Ustalara Saygı gecesinde o büyük alkışlar arasında sahneye geldiğinde piyanoda Aslıgül Ayas ve perküsyonda Gökhan Avcı ile birlikte adını müzik tarihimize yazdıran sevilen şarkılarından örnekler seslendirmişti.

Evinin alt katı, piyanonun bulunduğu mekân, küçük bir müze gibiydi. Duvarlar konser afişleri ve resimlerle doluydu. Bunlardan birisi, Türkiye İş Bankası Kültür Yayınları arasından çıkan "Yaşamımdan Esin'tiler” isimli kitabının kapağında da yer alıyordu: Ressam Orhan Peker'in çizdiği portresi. Biraz ötede ise Abidin Dino'nun çizdiği asılıydı:

"Onu 1969'da Paris'te tanıdım. Türkiye'ye geldiği bir dönem, bir konserde benim bir eskizimi çizdi. Piyanonun üzerine asmıştım. Güneşten uçtu rengi. Çok üzüldüm. ‘Uçtu' dedim ona. ‘Bana gönder, baştan yaparım' dedi. Sonra ne zaman sorsam ‘ben sana yollamadım mı onu!' diye yanıtlıyordu. Sonunda, ‘ben onu baştan çizeyim' dedi. Fakat saçlarımı uzun çizmişti. O zaman ‘ben uzun saçlı mıydım, aşk olsun!' dedim. O, geri almaya kalktı, ben ‘vermem' dedim. Çekiştirdik. Ve altına ‘anılar yanıltır mı?' yazdı. İlk kitabımın adı da oradan gelir...”
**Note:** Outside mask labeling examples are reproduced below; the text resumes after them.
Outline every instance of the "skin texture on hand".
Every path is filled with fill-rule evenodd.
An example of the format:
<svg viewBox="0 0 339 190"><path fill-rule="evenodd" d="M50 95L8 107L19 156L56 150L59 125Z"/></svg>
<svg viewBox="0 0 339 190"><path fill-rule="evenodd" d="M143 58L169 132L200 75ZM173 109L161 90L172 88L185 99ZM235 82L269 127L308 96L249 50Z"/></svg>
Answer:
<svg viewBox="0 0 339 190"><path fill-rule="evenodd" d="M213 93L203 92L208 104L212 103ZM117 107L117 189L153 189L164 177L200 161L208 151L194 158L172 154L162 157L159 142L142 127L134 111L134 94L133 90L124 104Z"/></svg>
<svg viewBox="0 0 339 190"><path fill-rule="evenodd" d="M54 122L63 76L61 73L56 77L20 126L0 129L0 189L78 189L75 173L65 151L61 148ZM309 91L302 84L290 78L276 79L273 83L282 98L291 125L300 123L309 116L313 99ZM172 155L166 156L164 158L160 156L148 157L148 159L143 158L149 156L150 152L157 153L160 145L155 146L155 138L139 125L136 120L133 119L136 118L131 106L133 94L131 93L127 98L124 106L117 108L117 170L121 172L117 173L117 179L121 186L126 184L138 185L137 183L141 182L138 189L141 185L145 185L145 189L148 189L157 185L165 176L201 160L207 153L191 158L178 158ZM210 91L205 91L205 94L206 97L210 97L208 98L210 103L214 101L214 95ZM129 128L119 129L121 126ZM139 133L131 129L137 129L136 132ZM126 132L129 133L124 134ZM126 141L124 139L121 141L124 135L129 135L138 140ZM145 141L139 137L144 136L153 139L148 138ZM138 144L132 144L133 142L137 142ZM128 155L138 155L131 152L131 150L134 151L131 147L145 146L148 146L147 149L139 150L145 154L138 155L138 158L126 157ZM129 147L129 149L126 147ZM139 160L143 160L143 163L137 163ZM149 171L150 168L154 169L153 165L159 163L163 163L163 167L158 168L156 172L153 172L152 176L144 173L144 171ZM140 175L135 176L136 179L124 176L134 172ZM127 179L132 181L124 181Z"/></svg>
12 Eylül yasaklılarındandı. 5 yıl TRT'ye çıkamamıştı. Ancak bu arada ülkemizi yurtdışında defalarca başarıyla temsil etmeyi sürdürmüştü... Şöyle diyordu:

"Kırk yıl!.. Dile kolay nasıl hızla geçti. Yalnız ülkeme bir kırgınlığım var ve öyle kırgın gideceğim. Basın ne kadar ilgisiz. Bir-iki gazetede, birtakım televizyonlarda çıktı örneğin kitapla ilgili bir şeyler, o kadar. Ama bu kitabı bir başkası, daha popüler bir isim yapsaydı kıyamet kopardı. Bunlar beni kırıyor tabii. Medyaya kırgınım. Ama halkıma hiç kırgın değilim. Yalnız, onlardan gelen neden müziği bıraktınız sorusu beni üzüyor. Yaptığım şeyler iyi duyurulmuyor basında. Haberleri olmayınca, bıraktım sanıyorlar, bu da beni çok üzüyor. Kırk yıl içinde hiç çizgimi bozmadım. Bozsaydım eğer, ben de yükümü tutardım. Para mara kazanmadım, ama onurum var. O da bana yetiyor.”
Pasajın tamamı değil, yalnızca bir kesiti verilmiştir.